Outgoing Reserve Bank of India Governor Raghuram Rajan on Saturday said, India needs a strong and an independent RBI to ensure macroeconomic stability, which is of paramount importance. Delivering a lecture on ‘independence of the central bank’ at the St. Stephens College here, the outgoing governor said the central bank cannot be free of all constraints as it has to work under a framework set by the government.
Recalling his predecessor D Subbarao’s comments on policy differences with the government, Rajan said he “would go a little further” as he believes that “the Reserve Bank cannot just exist, its ability to say ‘no’ has to be protected.”
Rajan further added that paying special dividend out of its (RBI) surplus to government will not help address budgetary constraints. “RBI has to work under a framework set by government and cannot be free of all constraints,” he added.
He also explained the economic rationale behind why the RBI cannot pay special dividend to the government in addition to the entire surplus being paid out for last three years.

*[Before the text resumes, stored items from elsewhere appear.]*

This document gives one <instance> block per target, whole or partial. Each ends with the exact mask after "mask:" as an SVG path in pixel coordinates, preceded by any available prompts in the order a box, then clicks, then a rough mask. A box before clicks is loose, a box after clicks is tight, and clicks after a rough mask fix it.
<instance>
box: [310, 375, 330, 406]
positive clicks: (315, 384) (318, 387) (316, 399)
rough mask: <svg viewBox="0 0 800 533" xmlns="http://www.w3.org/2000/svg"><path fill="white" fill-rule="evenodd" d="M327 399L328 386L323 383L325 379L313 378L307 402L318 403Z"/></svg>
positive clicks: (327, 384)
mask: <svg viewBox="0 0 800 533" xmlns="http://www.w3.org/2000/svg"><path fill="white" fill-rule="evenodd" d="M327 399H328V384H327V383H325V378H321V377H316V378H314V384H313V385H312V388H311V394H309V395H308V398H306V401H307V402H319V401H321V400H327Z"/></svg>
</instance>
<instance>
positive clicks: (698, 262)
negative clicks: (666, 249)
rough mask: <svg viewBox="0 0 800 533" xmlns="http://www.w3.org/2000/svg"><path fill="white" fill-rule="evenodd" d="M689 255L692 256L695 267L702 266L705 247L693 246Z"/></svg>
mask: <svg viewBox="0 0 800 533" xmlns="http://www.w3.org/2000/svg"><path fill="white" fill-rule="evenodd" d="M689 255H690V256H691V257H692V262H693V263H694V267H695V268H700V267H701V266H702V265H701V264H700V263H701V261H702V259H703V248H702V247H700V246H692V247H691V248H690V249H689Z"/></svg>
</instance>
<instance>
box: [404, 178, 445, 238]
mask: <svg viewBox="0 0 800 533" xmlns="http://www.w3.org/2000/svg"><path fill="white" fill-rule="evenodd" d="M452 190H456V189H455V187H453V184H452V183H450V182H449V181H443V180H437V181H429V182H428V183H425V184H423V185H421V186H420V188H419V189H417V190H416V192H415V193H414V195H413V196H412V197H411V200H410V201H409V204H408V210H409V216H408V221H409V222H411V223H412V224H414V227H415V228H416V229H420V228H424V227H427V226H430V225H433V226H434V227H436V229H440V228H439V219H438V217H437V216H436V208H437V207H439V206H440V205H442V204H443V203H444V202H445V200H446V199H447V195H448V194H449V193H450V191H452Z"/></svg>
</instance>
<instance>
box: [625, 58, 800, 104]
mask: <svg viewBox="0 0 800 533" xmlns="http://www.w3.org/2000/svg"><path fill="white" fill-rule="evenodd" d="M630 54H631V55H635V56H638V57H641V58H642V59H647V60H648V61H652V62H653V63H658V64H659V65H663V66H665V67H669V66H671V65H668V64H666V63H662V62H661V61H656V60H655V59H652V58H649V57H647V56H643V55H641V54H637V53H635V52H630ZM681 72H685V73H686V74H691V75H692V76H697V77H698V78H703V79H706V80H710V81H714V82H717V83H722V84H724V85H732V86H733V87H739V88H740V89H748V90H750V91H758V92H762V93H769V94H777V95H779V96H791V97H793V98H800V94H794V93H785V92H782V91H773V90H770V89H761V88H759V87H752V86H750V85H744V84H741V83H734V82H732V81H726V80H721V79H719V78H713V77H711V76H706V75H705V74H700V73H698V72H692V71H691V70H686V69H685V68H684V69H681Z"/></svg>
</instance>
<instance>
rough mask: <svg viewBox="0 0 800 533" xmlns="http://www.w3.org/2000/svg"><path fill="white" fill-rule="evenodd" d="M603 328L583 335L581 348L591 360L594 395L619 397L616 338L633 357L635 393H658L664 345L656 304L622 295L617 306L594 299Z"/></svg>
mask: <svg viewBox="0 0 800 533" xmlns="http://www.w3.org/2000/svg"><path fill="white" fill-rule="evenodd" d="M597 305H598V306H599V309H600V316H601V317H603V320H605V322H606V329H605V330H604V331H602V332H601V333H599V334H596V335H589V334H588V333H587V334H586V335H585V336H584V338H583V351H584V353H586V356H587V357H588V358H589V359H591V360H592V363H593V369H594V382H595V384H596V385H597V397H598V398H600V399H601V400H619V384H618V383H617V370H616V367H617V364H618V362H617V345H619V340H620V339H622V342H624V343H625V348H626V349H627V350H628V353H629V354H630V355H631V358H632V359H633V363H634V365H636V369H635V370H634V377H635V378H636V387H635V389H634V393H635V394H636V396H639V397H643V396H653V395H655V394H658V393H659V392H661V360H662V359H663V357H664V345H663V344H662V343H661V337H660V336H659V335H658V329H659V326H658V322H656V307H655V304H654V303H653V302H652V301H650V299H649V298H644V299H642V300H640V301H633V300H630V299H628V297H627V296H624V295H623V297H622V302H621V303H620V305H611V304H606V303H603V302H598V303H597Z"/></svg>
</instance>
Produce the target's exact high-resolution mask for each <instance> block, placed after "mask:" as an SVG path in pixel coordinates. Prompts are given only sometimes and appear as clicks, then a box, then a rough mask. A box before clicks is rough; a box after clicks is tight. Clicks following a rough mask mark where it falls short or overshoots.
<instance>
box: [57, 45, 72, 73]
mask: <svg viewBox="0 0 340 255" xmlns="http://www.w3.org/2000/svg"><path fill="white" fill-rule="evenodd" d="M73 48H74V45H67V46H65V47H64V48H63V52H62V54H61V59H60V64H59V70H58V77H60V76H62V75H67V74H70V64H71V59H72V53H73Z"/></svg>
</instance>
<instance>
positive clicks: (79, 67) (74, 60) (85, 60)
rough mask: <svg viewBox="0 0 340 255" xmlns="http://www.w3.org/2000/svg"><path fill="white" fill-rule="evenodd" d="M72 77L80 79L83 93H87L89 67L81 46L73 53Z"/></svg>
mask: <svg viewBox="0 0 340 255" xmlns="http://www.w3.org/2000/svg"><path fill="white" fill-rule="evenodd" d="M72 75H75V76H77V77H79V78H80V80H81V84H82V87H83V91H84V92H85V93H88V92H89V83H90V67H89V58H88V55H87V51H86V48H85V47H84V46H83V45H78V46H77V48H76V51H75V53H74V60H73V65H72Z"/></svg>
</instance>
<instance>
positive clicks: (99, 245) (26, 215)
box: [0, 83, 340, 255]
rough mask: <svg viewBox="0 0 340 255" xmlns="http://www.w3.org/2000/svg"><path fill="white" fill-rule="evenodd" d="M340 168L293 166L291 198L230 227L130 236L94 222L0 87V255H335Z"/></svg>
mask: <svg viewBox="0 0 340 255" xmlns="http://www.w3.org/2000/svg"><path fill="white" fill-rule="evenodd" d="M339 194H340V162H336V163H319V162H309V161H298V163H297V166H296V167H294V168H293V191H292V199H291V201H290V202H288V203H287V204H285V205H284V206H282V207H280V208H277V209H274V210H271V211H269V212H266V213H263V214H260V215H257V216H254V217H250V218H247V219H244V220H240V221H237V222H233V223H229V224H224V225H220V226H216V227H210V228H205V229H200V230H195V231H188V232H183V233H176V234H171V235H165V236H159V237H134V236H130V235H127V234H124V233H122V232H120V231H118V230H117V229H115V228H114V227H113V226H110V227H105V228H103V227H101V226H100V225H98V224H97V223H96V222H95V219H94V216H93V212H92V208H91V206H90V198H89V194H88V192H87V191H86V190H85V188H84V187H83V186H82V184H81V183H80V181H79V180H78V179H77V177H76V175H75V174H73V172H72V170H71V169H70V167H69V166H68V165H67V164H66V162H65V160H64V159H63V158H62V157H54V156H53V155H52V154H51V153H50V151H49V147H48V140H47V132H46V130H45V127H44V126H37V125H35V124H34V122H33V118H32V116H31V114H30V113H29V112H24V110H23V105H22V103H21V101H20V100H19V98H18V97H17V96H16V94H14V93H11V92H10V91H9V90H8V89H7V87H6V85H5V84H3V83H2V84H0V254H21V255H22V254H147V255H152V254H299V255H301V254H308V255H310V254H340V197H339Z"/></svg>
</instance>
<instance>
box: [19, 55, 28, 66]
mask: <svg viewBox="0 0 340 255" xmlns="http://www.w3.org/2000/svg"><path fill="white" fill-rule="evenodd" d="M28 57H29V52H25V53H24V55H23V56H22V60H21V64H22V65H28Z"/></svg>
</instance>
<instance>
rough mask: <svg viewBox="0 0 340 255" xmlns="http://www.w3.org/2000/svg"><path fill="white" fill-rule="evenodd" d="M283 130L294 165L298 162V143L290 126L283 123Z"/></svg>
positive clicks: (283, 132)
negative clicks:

Rajan’s term ends on September 4, after which Urjit Patel will take over as the Governor of the Central Bank. In one of his first comments since Patel’s was named by the government, Rajan had said, “I am confident that Urjit Patel, who has worked closely with me on monetary policy for the last three years, will ably guide the Monetary Policy Committee going forward in achieving our inflation objectives.”
Rajan had previously indicated his willingness to remain at the helm of central bank to finish pending tasks, but was unable to reach a deal with the government. When he was asked why he didn’t reach an agreement with the government on a second term, Rajan said he saw it as a three-year duty even though some differences may have cropped up over period of his extension. “There were variety of places where differences may have been in terms of horizons and this and that. I think we just didn’t reach an agreement where … remember my term came to an end, so it had to be a new term.” Rajan said he was engaged in a dialogue with the government “whether it made sense for me to continue.”
Rajan also faced flak from the government after his speech on the growing intolerance in the country. Rejecting criticism of having spoken ‘out of turn’ on various occasions, Rajan said it was the ‘legitimate duty’ and ‘moral responsibility’ of public figures to tell young minds what good citizenship is about and the virtues of tolerance.
Asked about what he had in mind when he made the speech at IIT-Delhi in October last year, Rajan said, “… I had the environment certainly at the back of mind where there was a discussion certainly about tolerance.”
In one of his recent statements on the Indian economy, Rajan highlighted the upside risks to inflation and said that the Indian economy is still growing below its potential. According to him, the key weakness is in investment, with private corporate investment subdued because of low capacity utilisation, and public investment slow in rolling out in some sectors.